Herkesin ortak paydası lider düşkünlüğü oldu. Lider odaklanması ister
istemez "sürü"yü devreye sokuyor. Bireyin olmadığı yerde sürü vardır
ve sürü güce tapar. Eskiden askeri gücün yanı sıra keramet ve büyüye yaslanan
mistik güç vardı. Bu gün de bu mitler sürüyor.
Emperyalist egemenlerin antropolog danışmanları bu yüzden oyunu kurarken
evrensel derin izleri kullanıyorlar. Gazetelerin liderlerle ilerleyen siyaset
hamlelerini izlemek koyunları heyecanlandırırken bireyleri acı bir gülümsemeyle
irkiltiyor. Bilimci aklı yanılmalarla ilerler, o danışmanlar da sıkça
yanılıyor. Ancak deney alanı coğrafya ve toplum olunca işler karışıyor.
Bilimcilik bilgelikle beslenmedikçe acıların ardı arkası kesilmiyor.
Doğu ve Batı saflarını yavaşça
netleştirirken üst akılın piyonları kendi piyonlarına öncülük ediyor. Yeni
adımlar atılıyor, cesaretli eylemler görülüyor. Etkin olunuyor ama etkili
olunacak mı, bilinmiyor. Eylemler yeni biçimleri doğuruyor ama sürüyü doyuruyor
mu, bilinmiyor? Oysa eylemler gerçekçi temellere dayanırsa gerçekçi sonuçlar
doğurur. Sürünün ihtiyacı doğru belirlenebilir mi, bilinmiyor.

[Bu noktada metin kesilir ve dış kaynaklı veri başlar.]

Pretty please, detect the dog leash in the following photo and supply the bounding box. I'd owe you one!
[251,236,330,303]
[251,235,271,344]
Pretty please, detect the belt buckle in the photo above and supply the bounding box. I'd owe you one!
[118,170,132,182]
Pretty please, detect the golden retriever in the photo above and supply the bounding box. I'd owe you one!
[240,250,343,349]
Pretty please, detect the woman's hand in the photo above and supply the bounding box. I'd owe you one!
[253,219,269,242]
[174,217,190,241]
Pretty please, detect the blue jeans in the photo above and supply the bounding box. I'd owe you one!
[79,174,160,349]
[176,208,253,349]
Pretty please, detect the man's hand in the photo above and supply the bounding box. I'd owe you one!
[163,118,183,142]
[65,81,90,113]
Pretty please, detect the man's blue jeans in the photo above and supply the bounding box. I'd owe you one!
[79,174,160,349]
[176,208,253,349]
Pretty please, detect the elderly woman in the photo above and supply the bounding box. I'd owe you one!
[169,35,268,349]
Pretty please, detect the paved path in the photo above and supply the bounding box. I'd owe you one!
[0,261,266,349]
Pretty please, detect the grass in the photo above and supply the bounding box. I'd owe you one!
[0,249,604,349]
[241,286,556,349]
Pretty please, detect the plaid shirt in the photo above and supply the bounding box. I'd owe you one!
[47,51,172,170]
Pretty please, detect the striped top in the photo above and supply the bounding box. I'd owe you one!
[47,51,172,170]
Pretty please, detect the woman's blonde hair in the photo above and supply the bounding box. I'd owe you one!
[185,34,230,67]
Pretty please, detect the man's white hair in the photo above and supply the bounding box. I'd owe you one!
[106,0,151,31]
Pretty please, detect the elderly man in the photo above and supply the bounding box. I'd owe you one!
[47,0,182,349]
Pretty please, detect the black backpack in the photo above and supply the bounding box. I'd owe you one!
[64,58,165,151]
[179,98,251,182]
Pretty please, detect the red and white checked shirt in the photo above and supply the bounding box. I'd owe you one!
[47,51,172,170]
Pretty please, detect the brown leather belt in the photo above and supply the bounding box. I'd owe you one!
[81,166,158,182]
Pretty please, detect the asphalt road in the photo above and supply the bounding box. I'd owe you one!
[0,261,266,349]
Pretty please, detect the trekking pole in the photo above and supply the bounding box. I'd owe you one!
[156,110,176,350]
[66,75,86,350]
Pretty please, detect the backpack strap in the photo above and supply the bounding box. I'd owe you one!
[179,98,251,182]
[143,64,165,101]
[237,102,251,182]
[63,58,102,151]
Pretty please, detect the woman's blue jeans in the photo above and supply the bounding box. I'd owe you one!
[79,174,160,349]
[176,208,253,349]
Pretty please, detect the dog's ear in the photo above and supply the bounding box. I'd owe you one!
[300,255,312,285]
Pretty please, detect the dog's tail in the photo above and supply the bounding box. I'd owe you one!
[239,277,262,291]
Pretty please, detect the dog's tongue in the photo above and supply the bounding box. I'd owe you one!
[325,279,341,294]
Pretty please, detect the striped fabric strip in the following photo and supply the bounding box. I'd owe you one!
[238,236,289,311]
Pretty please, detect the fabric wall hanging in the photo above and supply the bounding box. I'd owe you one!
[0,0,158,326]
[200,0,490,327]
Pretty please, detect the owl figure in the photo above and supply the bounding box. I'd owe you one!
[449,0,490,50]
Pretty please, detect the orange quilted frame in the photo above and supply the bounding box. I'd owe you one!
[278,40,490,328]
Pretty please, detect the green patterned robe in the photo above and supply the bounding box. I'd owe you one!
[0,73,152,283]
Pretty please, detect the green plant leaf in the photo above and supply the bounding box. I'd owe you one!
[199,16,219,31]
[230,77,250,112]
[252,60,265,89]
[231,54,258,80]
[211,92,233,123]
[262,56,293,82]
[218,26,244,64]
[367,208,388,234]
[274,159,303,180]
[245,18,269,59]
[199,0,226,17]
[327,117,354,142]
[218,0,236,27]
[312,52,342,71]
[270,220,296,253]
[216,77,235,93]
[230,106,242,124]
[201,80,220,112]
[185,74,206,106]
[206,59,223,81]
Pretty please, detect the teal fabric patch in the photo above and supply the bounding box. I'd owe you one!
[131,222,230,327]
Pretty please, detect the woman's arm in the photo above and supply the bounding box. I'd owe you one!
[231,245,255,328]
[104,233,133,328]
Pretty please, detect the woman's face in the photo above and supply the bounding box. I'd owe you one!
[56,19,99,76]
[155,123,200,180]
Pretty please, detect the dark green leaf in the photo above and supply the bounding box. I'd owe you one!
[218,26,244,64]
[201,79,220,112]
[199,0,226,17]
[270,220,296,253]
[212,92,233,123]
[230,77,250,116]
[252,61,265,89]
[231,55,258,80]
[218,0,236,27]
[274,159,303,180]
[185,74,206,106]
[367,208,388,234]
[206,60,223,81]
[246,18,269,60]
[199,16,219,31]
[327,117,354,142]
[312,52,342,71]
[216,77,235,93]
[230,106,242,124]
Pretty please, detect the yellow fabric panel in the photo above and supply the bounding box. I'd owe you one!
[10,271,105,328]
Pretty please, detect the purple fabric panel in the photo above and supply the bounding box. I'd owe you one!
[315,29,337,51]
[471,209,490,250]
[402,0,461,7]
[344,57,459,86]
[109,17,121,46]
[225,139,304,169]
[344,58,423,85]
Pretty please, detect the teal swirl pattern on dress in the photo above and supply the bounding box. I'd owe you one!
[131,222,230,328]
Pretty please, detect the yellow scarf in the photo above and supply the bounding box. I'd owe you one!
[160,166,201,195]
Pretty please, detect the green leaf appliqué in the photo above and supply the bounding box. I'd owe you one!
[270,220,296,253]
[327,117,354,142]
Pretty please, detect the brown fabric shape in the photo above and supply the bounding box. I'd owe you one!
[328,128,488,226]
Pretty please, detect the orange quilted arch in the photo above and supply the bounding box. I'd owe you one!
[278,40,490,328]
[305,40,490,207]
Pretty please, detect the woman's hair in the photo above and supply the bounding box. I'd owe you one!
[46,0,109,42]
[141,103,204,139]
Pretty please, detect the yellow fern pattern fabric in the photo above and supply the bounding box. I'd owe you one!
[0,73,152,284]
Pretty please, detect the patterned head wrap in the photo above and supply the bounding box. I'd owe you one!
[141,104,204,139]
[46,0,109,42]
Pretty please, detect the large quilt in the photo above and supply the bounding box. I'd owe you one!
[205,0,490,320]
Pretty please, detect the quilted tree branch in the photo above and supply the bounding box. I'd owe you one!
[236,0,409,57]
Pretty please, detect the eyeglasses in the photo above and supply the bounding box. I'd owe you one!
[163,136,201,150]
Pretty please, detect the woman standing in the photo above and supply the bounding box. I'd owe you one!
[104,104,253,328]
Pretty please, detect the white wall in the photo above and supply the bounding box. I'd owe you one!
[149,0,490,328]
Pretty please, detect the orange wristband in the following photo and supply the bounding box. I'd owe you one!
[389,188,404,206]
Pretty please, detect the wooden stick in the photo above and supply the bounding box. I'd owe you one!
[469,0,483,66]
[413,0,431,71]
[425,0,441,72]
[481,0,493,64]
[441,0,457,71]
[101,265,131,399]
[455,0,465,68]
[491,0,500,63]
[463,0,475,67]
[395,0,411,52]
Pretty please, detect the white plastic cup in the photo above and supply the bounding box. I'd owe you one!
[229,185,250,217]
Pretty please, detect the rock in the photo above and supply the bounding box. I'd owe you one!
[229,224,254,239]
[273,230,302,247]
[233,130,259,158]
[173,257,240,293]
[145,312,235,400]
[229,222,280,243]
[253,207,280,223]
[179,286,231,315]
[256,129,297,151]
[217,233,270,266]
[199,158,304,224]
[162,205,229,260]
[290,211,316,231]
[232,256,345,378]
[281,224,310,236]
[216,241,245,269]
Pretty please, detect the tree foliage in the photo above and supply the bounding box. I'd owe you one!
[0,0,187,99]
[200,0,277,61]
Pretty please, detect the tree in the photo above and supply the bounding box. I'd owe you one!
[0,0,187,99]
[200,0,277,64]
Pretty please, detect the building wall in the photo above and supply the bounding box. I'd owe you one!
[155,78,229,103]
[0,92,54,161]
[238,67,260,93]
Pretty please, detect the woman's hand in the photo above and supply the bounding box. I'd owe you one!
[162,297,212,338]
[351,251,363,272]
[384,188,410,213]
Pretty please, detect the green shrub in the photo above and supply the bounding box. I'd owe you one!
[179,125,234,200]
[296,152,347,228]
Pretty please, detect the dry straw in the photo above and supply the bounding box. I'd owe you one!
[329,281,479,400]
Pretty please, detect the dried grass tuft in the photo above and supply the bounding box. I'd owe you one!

Sürünün ihtiyacı sürülükten kurtulmaktır, ama bu egemenlerin ihtiyacıyla
çelişir. Sürüyü reddeden birey olma cesareti gösterenler düşman ilan edilir.
Sanat ve bilim insanları zaman zaman bu cesareti göstererek evrensel hak edişe
ulaşırlar ve Nobel'del daha üstün olan kalıcılık ödülünü alırlar. Egemenler
onları çarpıtarak yeni sürülerin ilgisini dengelemeye çalışır. Birey doğal
liderdir. Kendini yöneten kalıcı liderdir, sürüleri yalan ve korkuyla yürüten
geçicidir.
Kalıcı ve meşru liderlik daha çok hak edişlere dayanır. Gücün kaynağı ne
olursa olsun hak ediş (liyakat) olmadıkça geçicilik değişmez sonuç oluyor.
Kalanlara bakın onaylamadıklarınız çarpıltılmış olanlardır.